A Transcendental Phenomenological Study Examining Parents' Perceptions Regarding the Enrollment of Children with Learning Differences in an NILD Program in a K-12 Christian School
School of Education
Doctor of Education (EdD)
Christian schools, inclusion, learning differences, NILD, parental perceptions
Education | Special Education and Teaching
Bayer, Wendy Wallis, "A Transcendental Phenomenological Study Examining Parents' Perceptions Regarding the Enrollment of Children with Learning Differences in an NILD Program in a K-12 Christian School" (2017). Doctoral Dissertations and Projects. 1561.

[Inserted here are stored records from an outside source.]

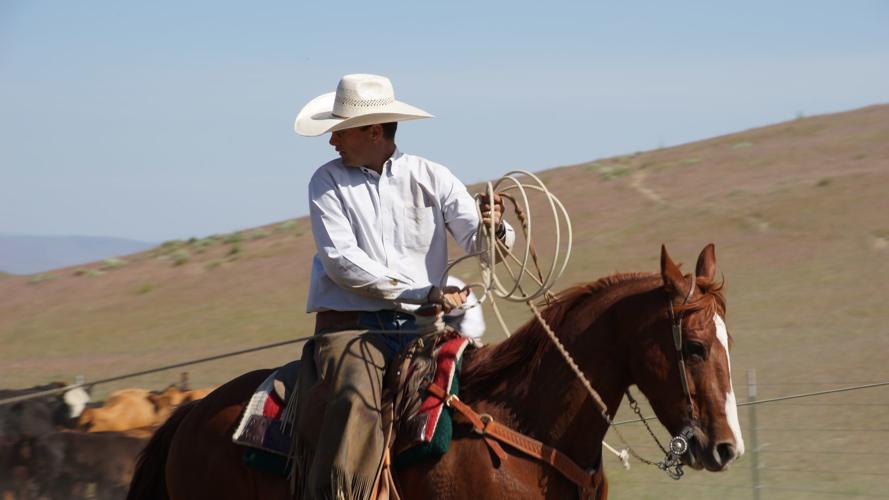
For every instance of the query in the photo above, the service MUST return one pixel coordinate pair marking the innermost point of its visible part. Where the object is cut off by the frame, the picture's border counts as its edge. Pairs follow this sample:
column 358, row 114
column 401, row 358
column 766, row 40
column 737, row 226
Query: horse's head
column 707, row 408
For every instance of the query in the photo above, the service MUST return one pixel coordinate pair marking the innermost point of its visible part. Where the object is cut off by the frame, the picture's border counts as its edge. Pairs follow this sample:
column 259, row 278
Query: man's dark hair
column 389, row 129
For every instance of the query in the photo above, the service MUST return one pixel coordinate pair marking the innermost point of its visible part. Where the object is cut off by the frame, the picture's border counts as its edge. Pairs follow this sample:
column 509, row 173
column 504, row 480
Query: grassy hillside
column 798, row 214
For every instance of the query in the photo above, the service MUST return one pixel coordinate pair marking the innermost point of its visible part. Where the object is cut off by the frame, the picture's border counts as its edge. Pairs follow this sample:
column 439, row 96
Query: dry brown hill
column 797, row 211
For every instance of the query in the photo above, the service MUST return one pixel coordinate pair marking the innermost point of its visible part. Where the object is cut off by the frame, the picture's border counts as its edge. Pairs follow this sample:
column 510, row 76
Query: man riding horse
column 380, row 219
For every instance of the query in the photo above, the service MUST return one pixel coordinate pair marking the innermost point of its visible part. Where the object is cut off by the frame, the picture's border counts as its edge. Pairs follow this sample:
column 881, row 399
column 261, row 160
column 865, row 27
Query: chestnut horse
column 618, row 330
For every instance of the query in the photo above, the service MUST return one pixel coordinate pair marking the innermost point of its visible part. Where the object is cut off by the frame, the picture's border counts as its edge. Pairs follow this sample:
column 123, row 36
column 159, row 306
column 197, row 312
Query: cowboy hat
column 359, row 100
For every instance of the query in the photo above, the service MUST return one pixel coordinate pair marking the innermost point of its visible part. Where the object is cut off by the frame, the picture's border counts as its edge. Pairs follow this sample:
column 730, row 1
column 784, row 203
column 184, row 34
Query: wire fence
column 758, row 488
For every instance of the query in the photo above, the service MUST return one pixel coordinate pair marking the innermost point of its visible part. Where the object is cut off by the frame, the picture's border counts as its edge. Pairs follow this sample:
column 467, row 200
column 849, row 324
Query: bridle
column 679, row 444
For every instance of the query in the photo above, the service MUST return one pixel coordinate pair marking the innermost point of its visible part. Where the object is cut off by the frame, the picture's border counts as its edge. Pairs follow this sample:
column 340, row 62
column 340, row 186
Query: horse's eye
column 695, row 349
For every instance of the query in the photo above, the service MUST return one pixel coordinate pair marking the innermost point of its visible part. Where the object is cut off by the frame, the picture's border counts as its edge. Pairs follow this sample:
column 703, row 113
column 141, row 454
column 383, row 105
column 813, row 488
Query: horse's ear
column 706, row 267
column 676, row 285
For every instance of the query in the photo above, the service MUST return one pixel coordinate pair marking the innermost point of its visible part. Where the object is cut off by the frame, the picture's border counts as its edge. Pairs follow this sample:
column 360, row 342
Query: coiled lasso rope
column 515, row 187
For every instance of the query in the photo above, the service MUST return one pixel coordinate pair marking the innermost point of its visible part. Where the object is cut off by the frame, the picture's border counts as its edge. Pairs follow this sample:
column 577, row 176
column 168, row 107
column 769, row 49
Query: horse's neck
column 544, row 398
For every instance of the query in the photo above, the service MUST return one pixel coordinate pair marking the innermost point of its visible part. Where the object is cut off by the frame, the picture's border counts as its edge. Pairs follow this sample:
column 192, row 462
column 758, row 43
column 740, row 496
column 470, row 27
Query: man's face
column 354, row 145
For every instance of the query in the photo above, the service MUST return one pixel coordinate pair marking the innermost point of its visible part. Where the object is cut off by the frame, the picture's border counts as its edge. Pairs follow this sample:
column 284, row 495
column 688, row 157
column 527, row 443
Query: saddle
column 420, row 427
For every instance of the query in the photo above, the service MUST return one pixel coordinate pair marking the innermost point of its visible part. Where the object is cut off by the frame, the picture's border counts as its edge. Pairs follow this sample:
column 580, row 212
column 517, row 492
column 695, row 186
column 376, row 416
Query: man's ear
column 376, row 132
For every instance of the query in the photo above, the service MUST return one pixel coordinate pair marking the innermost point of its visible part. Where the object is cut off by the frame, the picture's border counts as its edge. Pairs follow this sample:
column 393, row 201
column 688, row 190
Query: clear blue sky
column 162, row 120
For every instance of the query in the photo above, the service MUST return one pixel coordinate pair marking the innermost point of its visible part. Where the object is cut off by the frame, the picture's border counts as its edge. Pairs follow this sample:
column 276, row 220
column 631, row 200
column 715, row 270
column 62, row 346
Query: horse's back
column 203, row 462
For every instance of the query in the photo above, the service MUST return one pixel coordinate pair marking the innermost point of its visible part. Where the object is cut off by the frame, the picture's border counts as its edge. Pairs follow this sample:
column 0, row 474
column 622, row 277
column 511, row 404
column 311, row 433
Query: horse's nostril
column 726, row 452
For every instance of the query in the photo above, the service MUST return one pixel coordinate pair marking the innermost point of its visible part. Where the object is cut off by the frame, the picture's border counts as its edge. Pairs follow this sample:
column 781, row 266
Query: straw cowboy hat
column 359, row 100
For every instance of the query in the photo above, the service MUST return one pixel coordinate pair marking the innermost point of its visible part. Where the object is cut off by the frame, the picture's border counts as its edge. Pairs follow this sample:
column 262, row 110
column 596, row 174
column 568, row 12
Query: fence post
column 754, row 443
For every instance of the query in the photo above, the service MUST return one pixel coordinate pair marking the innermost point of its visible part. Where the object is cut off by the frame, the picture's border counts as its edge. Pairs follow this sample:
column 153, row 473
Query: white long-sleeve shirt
column 380, row 239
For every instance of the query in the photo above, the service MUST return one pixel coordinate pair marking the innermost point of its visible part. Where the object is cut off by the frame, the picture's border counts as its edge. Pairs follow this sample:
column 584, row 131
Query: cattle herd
column 58, row 445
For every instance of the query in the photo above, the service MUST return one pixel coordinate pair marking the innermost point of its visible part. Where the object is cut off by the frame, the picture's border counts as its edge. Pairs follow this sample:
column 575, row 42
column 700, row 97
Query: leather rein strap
column 485, row 426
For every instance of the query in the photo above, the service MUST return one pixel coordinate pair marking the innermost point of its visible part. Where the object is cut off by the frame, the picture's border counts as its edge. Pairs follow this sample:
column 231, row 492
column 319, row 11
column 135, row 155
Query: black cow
column 78, row 465
column 23, row 421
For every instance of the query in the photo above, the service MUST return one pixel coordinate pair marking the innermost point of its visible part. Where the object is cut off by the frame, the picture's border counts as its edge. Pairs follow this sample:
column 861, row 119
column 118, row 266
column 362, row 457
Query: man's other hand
column 487, row 213
column 449, row 297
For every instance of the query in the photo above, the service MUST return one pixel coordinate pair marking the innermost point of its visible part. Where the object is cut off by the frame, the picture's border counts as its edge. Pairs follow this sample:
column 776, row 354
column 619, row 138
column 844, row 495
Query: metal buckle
column 486, row 421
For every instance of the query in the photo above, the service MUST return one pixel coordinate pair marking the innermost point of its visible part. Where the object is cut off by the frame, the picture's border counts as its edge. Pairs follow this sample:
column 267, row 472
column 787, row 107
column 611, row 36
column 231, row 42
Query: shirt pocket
column 419, row 227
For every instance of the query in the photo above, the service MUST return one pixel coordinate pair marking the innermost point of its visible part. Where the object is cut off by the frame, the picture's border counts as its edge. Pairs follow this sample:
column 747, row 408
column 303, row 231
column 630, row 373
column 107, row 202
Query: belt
column 330, row 321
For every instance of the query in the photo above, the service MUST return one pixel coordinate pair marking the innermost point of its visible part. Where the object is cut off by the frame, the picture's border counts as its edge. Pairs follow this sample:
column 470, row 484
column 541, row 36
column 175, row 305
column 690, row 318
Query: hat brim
column 317, row 118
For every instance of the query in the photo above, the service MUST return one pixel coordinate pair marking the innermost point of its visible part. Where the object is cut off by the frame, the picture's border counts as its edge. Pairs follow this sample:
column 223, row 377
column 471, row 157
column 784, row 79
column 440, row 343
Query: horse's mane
column 529, row 343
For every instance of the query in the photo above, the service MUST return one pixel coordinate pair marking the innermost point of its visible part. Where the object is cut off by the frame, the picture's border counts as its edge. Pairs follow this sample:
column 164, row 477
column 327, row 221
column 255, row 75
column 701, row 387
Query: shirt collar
column 393, row 160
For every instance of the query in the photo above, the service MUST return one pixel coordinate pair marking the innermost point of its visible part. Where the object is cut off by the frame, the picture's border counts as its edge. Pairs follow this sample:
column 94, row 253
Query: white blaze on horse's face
column 731, row 407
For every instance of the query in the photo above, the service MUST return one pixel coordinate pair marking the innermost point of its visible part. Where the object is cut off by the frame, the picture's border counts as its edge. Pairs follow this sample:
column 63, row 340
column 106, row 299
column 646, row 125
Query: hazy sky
column 161, row 120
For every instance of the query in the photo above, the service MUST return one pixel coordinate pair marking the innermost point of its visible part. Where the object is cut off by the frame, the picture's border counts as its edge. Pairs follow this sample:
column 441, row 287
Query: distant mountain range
column 26, row 254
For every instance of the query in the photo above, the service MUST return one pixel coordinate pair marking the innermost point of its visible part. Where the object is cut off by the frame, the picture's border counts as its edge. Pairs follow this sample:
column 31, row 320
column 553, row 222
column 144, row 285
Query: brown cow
column 136, row 408
column 123, row 410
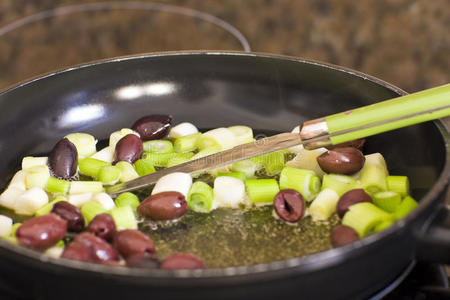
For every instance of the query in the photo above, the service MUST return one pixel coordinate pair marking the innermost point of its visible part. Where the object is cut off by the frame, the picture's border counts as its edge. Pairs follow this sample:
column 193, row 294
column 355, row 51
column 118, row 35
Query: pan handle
column 433, row 243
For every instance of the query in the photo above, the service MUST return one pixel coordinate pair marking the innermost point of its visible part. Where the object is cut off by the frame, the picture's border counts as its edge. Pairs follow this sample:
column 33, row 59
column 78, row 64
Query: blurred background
column 404, row 42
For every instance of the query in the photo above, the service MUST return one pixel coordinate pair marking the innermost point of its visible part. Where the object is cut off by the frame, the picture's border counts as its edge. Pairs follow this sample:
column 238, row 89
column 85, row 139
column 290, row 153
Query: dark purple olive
column 102, row 250
column 182, row 261
column 345, row 161
column 70, row 213
column 41, row 232
column 289, row 205
column 163, row 206
column 129, row 149
column 152, row 127
column 358, row 144
column 133, row 242
column 350, row 198
column 103, row 226
column 146, row 261
column 343, row 235
column 63, row 159
column 79, row 251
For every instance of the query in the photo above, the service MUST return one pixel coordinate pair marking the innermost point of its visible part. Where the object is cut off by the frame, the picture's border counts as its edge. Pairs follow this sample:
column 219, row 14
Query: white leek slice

The purpose of this transcendental phenomenological study is to describe the experiences of parents who have a child with learning differences who has been enrolled in a National Institute for Learning Development (NILD) program in a K-12 Christian school. The central phenomenon is, “What are the experiences of parents who have a child with learning differences who has been enrolled in an NILD program in a K-12 Christian school?” Socio-cultural theory (Vygotsky, 1978) and social cognitive theory (Bandura, 1986) guide this study. Ten co-researchers, who have children with learning differences who have attended at least one K-12 Christian school and were enrolled in a NILD program in the United States for a minimum of one full school year, participated in an on-line survey, an individual interview, and wrote a letter of advice. Data were analyzed using phenomenological reduction as outlined by Moustakas (1994). All statements were listed and then irrelevant statements were eliminated. Significant statements were organized into themes, forming the basis of a composite textural description, composite structural description and finally the essence of the phenomenon (Moustakas, 1994). Findings indicated that co-researcher perceptions of NILD were generally positive. Co-researchers experienced challenges prior to their children’s NILD enrollment and then resulting successes. Co-researchers shared spiritual reasons for enrolling their children in a Christian school. Co-researchers felt that any challenges they faced while their children were enrolled in NILD far outweighed the benefits they received.